In this talk, we will discuss two types of mechanisms responsible for intrinsic resistance in superfluid spin transport in easy-plane magnetic wires: thermally-activated and quantum phase slips. First, we theoretically study thermally-activated phase slips within the stochastic Landau-Lifshitz-Gilbert phenomenology, which runs parallel to the Langer-Ambegaokar-McCumber-Halperin theory for thermal resistances in superconducting wires [1]. To that end, we start by obtaining the exact solutions for free-energy minima and saddle points. We provide an analytical expression for the phase-slip rate in the zero spin-current limit, which involves detailed analysis of spin fluctuations at extrema of the free energy.

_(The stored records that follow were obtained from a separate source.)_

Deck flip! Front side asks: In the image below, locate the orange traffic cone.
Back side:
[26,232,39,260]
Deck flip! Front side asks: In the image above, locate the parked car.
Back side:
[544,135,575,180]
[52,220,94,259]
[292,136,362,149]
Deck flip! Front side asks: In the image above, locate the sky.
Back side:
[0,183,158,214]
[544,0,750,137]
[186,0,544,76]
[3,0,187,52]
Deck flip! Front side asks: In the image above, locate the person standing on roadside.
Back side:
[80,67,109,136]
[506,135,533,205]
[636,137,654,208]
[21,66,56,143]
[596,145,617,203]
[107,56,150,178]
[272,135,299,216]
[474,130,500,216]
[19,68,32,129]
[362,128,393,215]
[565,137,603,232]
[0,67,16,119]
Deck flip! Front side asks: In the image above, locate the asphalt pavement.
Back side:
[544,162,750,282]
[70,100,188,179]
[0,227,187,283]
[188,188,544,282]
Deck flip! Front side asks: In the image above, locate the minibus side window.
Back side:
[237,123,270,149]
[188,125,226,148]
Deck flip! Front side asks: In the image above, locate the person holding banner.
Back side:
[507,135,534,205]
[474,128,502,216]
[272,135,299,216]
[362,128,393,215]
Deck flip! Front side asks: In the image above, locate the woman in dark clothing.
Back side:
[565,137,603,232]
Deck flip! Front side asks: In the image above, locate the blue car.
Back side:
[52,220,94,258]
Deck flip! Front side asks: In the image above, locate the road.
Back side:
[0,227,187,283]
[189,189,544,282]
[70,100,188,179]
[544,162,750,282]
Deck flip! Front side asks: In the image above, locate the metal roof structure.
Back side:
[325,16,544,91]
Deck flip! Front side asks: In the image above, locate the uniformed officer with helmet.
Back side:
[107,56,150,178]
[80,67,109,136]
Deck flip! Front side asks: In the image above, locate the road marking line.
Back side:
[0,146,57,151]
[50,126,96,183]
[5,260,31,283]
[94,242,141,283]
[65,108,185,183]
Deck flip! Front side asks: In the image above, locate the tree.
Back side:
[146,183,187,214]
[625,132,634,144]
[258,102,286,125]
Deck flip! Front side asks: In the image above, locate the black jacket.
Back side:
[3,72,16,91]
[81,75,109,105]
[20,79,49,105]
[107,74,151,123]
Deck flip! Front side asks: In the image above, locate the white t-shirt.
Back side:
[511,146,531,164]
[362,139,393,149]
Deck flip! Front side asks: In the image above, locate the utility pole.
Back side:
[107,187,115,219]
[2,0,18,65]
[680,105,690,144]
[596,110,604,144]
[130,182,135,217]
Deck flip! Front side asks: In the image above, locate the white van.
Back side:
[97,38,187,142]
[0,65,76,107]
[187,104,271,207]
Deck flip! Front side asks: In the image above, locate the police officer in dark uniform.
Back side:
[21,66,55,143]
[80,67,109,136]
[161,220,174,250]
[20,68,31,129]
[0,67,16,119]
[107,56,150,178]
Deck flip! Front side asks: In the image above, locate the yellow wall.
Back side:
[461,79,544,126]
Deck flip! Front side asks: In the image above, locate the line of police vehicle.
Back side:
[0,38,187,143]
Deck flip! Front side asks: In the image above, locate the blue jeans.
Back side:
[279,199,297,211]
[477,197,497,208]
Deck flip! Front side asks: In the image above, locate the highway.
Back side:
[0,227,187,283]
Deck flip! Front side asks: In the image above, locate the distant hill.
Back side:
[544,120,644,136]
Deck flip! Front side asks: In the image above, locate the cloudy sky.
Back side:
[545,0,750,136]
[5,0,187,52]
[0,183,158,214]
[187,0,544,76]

Secondly, we theoretically investigate effects of quantum fluctuations on superfluid spin transport through easy-plane quantum antiferromagnetic spin chains in the large-spin limit [2]. Quantum fluctuations result in the decaying spin supercurrent by unwinding the magnetic order parameter within the easy plane, which is referred to as phase slips. We show that the topological term in the nonlinear sigma model for the spin chains qualitatively differentiates decaying rate of the spin supercurrent between integer and half-odd-integer spin chains. We propose an experimental setup for a magnetoelectric circuit, in which both phase slips can be inferred by measuring nonlocal magnetoresistance.